È di una bellezza davvero intensa, di quelle che ti lasciano un po’ inermi. Due occhi da cerbiatto ed un sorriso dolce. Valeria Solarino è l’ospite del secondo appuntamento organizzato dalla Casa del Cinema di Roma con i nuovi volti del cinema italiano. Il film scelto da Valeria è Valzer diSalvatore Maira; un bel film, inedito per molti spettatori. Anche questo è il cinema italiano, film belli che non riescono a trovare la strada del pubblico, neanche quando ad un festival importante, com'è quello di Venezia, viene accolto da molti applausi. Valeria Solarino l'ha scelto, forse proprio temendo che i più non possano mai vederlo ed apprezzarlo. Un film tecnicamente difficile, perché tutto realizzato con piani sequenza, un ora e mezza ambientata in un albergo, tutti interni, tutti visi ed espressioni, e quelle che regala Valeria sono davvero intense. D'altronde con un viso così, si è già sulla buona strada, se poi si è anche bravi, come nel suo caso, tanto meglio. Lei è un po’ l’attrice italiana del momento, tutti la vogliono, e in questi giorni è nelle sale con “Signorieffe” di Wilma Labate.

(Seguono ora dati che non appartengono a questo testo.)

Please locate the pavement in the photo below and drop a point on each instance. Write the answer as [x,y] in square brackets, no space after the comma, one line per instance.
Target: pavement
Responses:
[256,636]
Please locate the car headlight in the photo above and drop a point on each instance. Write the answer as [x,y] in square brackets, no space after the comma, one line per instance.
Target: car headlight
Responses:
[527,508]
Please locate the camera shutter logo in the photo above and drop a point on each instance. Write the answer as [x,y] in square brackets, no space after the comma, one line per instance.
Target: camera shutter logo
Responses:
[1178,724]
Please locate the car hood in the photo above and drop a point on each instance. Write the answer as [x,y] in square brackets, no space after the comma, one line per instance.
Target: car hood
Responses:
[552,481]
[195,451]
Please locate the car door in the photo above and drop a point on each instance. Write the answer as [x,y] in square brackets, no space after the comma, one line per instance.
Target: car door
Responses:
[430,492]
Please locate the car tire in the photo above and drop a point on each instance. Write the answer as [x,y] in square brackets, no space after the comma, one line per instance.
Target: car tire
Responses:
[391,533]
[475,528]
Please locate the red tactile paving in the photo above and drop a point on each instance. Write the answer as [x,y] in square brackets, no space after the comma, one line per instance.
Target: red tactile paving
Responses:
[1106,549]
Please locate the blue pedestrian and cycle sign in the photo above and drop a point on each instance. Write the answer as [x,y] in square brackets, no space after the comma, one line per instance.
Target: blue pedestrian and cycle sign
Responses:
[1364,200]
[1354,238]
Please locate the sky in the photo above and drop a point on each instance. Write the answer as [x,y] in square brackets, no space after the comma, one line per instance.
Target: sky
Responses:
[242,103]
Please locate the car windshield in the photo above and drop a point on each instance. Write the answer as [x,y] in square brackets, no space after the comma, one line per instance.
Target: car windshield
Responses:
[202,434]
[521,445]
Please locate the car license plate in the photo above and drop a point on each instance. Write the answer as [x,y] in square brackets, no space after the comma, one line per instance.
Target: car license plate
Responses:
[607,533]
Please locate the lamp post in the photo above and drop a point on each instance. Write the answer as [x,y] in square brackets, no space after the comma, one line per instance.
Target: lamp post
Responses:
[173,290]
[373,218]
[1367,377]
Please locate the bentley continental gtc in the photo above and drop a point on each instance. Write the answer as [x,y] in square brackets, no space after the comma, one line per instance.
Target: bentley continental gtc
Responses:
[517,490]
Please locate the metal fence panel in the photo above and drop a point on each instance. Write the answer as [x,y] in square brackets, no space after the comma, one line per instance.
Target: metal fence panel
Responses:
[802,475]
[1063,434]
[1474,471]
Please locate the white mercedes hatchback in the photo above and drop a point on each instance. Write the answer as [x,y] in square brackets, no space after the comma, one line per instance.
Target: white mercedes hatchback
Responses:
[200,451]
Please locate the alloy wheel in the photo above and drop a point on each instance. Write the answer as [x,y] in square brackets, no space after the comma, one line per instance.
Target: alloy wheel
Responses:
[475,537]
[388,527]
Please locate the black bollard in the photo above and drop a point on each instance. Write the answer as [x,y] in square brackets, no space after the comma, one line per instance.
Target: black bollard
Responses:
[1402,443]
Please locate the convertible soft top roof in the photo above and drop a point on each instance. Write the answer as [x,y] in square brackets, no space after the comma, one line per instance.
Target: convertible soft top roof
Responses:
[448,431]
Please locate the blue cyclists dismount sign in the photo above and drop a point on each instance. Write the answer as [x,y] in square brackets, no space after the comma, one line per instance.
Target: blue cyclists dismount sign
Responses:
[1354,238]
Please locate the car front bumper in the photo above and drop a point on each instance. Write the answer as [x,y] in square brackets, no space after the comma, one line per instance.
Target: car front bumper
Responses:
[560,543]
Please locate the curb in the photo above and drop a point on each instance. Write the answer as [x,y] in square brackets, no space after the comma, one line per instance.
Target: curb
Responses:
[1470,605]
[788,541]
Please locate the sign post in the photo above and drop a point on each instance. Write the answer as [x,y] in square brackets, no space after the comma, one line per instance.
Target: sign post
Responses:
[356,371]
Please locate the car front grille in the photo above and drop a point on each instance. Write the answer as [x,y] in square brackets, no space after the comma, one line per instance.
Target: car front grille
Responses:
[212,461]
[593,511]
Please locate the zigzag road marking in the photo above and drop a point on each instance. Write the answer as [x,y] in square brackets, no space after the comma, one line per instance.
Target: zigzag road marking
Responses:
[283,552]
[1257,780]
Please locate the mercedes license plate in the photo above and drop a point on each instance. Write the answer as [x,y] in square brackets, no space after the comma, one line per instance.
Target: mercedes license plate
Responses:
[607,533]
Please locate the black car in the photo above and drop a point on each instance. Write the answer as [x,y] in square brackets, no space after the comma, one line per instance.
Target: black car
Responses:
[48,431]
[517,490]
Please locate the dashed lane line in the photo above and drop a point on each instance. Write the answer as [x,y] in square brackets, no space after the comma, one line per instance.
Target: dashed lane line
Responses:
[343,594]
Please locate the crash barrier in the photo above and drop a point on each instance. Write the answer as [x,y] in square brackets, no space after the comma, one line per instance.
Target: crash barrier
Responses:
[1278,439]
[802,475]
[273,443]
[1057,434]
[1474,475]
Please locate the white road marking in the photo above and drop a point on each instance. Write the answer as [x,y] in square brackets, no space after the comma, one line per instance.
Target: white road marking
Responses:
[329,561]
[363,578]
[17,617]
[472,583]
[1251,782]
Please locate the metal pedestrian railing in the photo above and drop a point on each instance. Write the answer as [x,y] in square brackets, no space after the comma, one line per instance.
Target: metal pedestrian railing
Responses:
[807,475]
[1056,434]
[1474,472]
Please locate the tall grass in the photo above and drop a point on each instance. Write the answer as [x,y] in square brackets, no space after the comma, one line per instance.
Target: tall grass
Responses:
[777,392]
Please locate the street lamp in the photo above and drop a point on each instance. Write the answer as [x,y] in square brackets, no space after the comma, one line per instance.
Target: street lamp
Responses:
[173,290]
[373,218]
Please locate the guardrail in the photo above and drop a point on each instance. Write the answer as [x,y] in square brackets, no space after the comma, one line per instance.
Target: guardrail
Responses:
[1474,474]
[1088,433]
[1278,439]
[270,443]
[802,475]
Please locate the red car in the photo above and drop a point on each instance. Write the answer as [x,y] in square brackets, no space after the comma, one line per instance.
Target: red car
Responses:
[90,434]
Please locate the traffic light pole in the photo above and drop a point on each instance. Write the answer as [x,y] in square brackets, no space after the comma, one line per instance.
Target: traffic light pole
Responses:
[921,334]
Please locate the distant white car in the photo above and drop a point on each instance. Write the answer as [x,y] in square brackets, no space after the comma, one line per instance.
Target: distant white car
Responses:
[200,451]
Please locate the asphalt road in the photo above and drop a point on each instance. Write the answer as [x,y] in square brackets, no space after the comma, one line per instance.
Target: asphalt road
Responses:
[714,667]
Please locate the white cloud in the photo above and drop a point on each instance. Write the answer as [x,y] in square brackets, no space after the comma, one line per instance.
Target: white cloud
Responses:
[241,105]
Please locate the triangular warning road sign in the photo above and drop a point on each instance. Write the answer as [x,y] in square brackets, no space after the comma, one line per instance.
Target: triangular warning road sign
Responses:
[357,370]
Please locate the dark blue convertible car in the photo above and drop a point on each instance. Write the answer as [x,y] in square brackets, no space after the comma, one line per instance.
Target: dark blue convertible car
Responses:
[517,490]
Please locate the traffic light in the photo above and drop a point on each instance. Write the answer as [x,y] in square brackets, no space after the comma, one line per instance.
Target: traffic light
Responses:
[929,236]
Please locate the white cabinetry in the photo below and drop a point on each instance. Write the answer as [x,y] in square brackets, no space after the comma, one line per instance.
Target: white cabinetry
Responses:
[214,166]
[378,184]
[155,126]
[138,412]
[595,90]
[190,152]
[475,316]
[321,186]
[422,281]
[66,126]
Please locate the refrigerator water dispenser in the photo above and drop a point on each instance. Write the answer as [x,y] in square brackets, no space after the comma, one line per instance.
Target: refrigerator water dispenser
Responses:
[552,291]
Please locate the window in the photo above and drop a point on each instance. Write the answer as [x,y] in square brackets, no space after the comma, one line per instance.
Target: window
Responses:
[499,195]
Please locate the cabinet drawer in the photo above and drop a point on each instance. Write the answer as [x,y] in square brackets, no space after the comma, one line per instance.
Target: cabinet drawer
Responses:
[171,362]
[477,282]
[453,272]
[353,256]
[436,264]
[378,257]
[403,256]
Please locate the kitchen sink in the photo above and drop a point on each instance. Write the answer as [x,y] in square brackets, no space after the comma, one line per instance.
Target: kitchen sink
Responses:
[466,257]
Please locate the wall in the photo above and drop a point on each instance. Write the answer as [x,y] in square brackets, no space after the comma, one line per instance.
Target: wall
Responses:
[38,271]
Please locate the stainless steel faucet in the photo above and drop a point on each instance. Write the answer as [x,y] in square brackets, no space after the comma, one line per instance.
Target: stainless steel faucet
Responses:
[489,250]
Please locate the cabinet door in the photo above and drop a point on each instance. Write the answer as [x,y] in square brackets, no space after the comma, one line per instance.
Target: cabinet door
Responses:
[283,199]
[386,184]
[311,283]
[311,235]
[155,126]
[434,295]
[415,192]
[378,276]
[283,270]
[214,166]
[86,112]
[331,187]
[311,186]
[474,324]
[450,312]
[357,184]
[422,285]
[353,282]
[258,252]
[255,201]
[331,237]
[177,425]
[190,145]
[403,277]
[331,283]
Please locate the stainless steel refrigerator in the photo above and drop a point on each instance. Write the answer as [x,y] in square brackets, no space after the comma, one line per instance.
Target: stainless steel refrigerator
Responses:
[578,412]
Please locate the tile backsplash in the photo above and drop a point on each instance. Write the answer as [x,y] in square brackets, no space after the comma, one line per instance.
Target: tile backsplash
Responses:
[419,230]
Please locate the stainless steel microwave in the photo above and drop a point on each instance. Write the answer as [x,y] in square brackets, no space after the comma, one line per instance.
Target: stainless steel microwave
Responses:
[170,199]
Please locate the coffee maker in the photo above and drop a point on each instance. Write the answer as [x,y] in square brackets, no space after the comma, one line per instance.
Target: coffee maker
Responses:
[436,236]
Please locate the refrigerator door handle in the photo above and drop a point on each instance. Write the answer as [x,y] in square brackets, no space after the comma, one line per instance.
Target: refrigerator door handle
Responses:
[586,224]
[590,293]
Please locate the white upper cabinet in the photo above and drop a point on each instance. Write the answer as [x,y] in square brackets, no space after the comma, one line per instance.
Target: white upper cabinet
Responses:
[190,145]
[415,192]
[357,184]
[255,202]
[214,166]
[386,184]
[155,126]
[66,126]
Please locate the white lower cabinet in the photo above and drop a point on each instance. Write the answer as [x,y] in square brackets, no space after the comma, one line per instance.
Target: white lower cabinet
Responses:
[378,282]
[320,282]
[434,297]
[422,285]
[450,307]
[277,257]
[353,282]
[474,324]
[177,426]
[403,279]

I personaggi da te interpretati finora sono tutti diversi fra loro, con quale criterio li scegli?

D'istinto. Leggo la storia, e valuto se mi piace il personaggio. Anche se devo dire che è fondamentale il rapporto con il regista, se mi fido di lui, allora mi affido. Non faccio calcoli, a volte mi chiedo se invece non farei bene a farli! Perché alla fine finisco per scegliere sempre ruoli difficili.

Preferisci interpretare i personaggi che ti assomigliano, o quelli più distanti da te?

È assolutamente più stimolante per me essere “diversa” da quella che sono io veramente, c'è più sfida, e la sfida mi piace. Anche se tu ci sei sempre, basta solo pensare al fatto che la voce è tua, che il corpo ce lo metti tu, e quindi è bello dare emozione ad un personaggio attraverso il tuo corpo.

La naturalità con la quale ti si vede recitare, farebbe pensare che tu sia nata attrice…

Non so se si nasca attori, sicuramente si nasce con qualcosa dentro, insomma o ce l'hai o no. E se ce l'hai questo qualcosa allora non puoi farne a meno. Esiste il talento secondo me, certo, va coltivato, ma se non c'è… beh allora è meglio che si faccia un altro mestiere. Io ho sentito che era questa la mia strada quando mi stavo preparando per entrare al Teatro Stabile di Torino, ai provini ho capito che dovevo entrare assolutamente!